OTTAWA: Prime Minister Justin Trudeau is eager to turn the page on four years of strained ties with Canada's neighbor, but US President-elect Joe Biden's plan to block a major oil pipeline complicates the reset, experts say.
"It's not a great way to start a relationship," pollster and former political strategist Tim Powers told AFP."Given that the Canadian government has said it is very committed to the Keystone XL pipeline, to have the American administration signal that it's going to be scrapped is not helpful," he explained.
Biden is expected after his inauguration on Wednesday to immediately rescind a permit via executive order for the partially completed Keystone XL pipeline between Canada and the US, reports AFP.
The $8 billion pipeline would transport up to 830,000 barrels of oil per day from the Alberta oil sands, which Biden has lambasted as producing a "very, very high pollutant," to refineries in coastal Texas. The project was approved by Canadian regulators in 2010 but was then blocked by US President Barack Obama in 2015 due to environmental concerns -- a decision that his successor Donald Trump reversed in 2017.

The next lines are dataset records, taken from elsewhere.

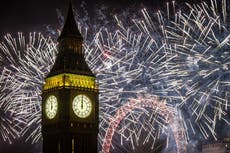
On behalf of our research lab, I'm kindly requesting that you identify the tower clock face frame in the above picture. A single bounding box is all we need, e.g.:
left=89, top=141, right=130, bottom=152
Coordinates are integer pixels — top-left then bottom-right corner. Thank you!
left=45, top=95, right=58, bottom=119
left=72, top=94, right=93, bottom=118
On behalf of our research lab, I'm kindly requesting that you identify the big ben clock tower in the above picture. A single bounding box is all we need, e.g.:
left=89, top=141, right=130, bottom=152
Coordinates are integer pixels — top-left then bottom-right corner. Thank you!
left=42, top=3, right=99, bottom=153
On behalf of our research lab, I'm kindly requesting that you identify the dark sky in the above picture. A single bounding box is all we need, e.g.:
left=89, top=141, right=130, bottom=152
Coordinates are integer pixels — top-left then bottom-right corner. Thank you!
left=0, top=0, right=207, bottom=36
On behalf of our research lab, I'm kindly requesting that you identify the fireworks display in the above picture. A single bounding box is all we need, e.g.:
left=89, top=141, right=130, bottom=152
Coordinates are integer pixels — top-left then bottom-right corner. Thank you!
left=0, top=0, right=230, bottom=153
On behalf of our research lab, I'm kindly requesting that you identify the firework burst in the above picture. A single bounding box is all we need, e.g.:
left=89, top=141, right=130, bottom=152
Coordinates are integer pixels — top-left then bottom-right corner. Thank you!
left=166, top=0, right=230, bottom=139
left=0, top=33, right=56, bottom=142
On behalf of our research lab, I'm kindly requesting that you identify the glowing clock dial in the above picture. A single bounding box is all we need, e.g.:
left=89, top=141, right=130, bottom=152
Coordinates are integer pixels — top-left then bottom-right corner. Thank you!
left=73, top=95, right=92, bottom=118
left=45, top=95, right=58, bottom=119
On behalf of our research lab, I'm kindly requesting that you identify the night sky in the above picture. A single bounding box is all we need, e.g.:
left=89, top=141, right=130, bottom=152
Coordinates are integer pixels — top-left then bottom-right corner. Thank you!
left=0, top=0, right=207, bottom=36
left=0, top=0, right=212, bottom=153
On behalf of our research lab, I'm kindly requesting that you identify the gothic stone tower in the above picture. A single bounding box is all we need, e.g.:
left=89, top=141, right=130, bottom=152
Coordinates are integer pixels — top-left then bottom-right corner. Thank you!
left=42, top=3, right=99, bottom=153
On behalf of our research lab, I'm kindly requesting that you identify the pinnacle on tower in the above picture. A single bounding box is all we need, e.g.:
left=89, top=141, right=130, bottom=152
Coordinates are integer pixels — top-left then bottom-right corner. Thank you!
left=58, top=0, right=83, bottom=41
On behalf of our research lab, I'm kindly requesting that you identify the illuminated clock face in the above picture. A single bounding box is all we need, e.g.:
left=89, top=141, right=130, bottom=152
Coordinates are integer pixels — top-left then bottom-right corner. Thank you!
left=73, top=95, right=92, bottom=118
left=45, top=95, right=58, bottom=119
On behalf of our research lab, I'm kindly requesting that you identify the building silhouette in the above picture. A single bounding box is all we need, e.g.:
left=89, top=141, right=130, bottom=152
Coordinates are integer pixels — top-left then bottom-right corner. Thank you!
left=42, top=3, right=99, bottom=153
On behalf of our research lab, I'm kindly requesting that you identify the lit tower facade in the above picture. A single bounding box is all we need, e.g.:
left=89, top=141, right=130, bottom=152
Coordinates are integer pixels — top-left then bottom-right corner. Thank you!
left=42, top=3, right=99, bottom=153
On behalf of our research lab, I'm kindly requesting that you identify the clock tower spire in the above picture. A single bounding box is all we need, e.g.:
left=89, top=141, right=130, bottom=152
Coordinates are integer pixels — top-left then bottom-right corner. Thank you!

Ryan Katz-Rosene, a politics professor at the University of Ottawa, agrees that Biden's decision "does throw a wrench in the Canada-US relationship." But more important, he said, "it makes things a little bit more uncomfortable for Trudeau in a domestic context."
"For Canadians, we are talking about $100 billion in (annual) exports," Alberta Premier Jason Kenney said on Monday. "So this is a matter that touches on Canada's vital economic interests."
He warned that blocking completion of the pipeline will kill jobs on both sides of the border, weaken the Canada-US relationship and undermine US energy security by making it more dependent on OPEC oil imports.Trudeau, despite championing climate action, had pledged to get this and other long-delayed pipelines built in order to get Canadian oil -- the third-largest reserve in the world -- to new markets and to get a better price for it.